Monday 19 January 2015

V&A Disobedient Objects




From a Suffragette tea service to protest robots, this exhibition is the first to examine the powerful role of objects in movements for social change. It demonstrates how political activism drives a wealth of design ingenuity and collective creativity that defy standard definitions of art and design. Disobedient Objects focuses on the period from the late 1970s to now, a time that has brought new technologies and political challenges. On display are arts of rebellion from around the world that illuminate the role of making in grassroots movements for social change: finely woven banners; defaced currency; changing designs for barricades and blockades; political video games; an inflatable general assembly to facilitate consensus decision-making; experimental activist-bicycles; and textiles bearing witness to political murders.




Poster and Badge

USA 1986-87

By the Silence= Death Project

The pink triangle was used in Nazi concentratration camps to mark out gay men. The 'Silence=Death' logo inverted this symbol. It created a powerful call to the gay community to unite and fight homophobia and inaction during the AIDS crisis. One of the creators of the logo was artist, writer and gay rights activist Avram Finkelstein. 



Badges Against Apartheid

South Africa and international, about 1980-94

These badges were made to support the struggle against apartheid in South Africa- a government- enforced system of racial segregation. Badges  were created by South Africans and liberation groups. These intimate objects made the struggle part of the lives of supporters far away, while for people in South Africa, badges demonstrated unity in the face censorship. The badges at the bottom right mark South Africans transition to free elections. 
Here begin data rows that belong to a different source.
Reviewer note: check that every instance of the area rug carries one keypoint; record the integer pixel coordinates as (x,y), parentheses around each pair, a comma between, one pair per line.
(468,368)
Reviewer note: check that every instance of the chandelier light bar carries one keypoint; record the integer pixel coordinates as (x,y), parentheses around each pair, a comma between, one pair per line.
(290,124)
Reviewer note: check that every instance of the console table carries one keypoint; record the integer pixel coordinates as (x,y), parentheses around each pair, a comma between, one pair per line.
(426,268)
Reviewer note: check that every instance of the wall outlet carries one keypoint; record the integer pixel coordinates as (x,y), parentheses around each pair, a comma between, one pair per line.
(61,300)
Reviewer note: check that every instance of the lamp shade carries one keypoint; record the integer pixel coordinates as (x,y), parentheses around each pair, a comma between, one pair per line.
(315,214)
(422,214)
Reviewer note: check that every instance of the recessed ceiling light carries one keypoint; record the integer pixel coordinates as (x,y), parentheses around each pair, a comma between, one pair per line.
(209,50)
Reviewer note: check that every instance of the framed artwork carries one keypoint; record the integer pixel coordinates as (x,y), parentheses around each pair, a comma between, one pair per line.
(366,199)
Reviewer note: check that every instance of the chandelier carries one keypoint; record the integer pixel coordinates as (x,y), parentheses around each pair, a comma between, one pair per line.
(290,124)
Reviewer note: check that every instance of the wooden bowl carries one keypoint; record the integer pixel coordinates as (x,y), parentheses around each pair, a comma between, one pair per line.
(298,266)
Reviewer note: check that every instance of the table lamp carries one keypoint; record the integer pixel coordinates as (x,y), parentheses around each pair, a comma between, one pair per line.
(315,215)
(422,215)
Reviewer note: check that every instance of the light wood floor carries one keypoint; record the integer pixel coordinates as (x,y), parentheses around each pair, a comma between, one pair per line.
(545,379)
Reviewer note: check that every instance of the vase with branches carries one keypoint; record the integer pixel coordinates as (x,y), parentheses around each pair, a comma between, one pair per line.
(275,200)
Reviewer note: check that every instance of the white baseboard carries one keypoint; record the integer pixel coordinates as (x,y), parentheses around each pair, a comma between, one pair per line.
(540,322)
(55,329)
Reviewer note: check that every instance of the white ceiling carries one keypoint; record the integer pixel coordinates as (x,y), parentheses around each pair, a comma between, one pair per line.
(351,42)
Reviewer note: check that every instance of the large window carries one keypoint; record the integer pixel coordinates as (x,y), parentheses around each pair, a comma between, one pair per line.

News Reports about Barbie Liberation Organisation 

USA 1993

In 1993 the Barbie Liberation Organisation switched the voice boxes of around five hundred talking GI Joe and Barbie dolls and returned them to stores. The action, which we called 'shop-giving', was intended to highlight the gender stereo typing of children's toys. Everybody won: the stores sold the dolls twice, the consumer got an improved product and the news media had a field day with the story.

-Mike Bonanno 






'Bike Bloc' from Climate Camp, Copenhagen, 2009 (recreated 2014)

The Bike Bloc was part of the mass civil disobedience against the COP15 Climate Summit, Discarded bikes were welded into 'machines of creative resistance'. One carried a DJ who broadcasted via several bikes with independent speakers. Organised in swarms, bikes formed blockades and decoys supporting thousands on foot. They helped protesters breach the summits security cordon and hold an alternative peoples assembly, which some representatives left the summit to attend. 

The original Bike Bloc 'sound swarm' had its own soundtrack that used sounds ability to invade and take over public space. For this exhibition that soundtrack has been recomposed to also listen to the amplify the voice of other objects around it, including sounds and chants from different movements that intersect, resonate together and produce dissonances. 

-Filastine 




I really enjoyed the V&A exhibition I think it was interesting and it has been a good start to the new module and brief. I am now going to research further into movements in social change and other areas that interest me.